Though it’s often assumed that laziness is the unwillingness to work, I find it’s more the unwillingness to do work you’d rather not do. ‘Lazy’ people are more than happy to spend hours working to set up a game of capture the flag or figuring out how NOT to do the work that they need to do. But ask them to spend 30 minutes performing uninteresting external work (like data entry for a pointless project) and they’re completely unwilling and would rather find a way to get out of it. Why is that?

procrastinating bojack horseman GIF

For myself I believe it’s because I don’t see the point. I’m not motivated to execute or even start on something because I can’t fully recognize the satisfaction or personal reward in doing it.

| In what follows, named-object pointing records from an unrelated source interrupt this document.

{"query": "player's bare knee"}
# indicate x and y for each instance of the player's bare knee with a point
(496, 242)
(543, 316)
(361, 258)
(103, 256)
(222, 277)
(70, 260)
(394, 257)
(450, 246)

I must be crazy to not be able to be able to sit and read then enter data into an excel spreadsheet, and get paid to do it, right? As it was my job, it shouldn’t have mattered, as it’s one of the main external drives that governs our lives – but that doesn’t mean it became any easier.

What effects this?

I’ve found there’s a few factors that play into my ability to get something done. Do I know how to start or complete the task? Do I feel anxious or stressed about even thinking about it? Do I really care about the result, and if I do it well vs. just get it done vs. wait for it to blow up?

llama i dont care GIF

Do I care. That’s where I end up when trying to motivate myself. Do I care now? Even if it’s something I know rationally will benefit me in the future, or makes the most sense to do, like call a relative to keep in touch, or check a marketing presentation before I submit it for review. Conceptually I know the rational arguments, but when it comes down to motivating myself to start I may be stuck in place and unable to move. It’s not just lack of motivation, but the anxiety feedback loop created out of it that becomes a concern. I can’t be motivated, but know I should be, which makes me anxious, which impairs focus and ability to actually work, which amplifies the net effect of not being able to do the work. I can plan every detail of what to do, but fail at implementing and just stare at the plan like a deer in the headlights.

It doesn’t feel good, but it’s not something you can’t get out of. Not only is there a way out, but there’s a way to use that auto-determination of relevance and priorities for yourself!

They say lazy people end up figuring out how to improve things more than others. This makes sense intuitively – instead of doing work I’m going to figure out a way to not do the work. But that only happens when you don’t want to do the work at all. Instead imagine you want to get the same work done, but just don’t want to put the time in to do it how ‘you’re supposed to.’ When you’re lazy but still want to get something done, that’s where you become an optimizer.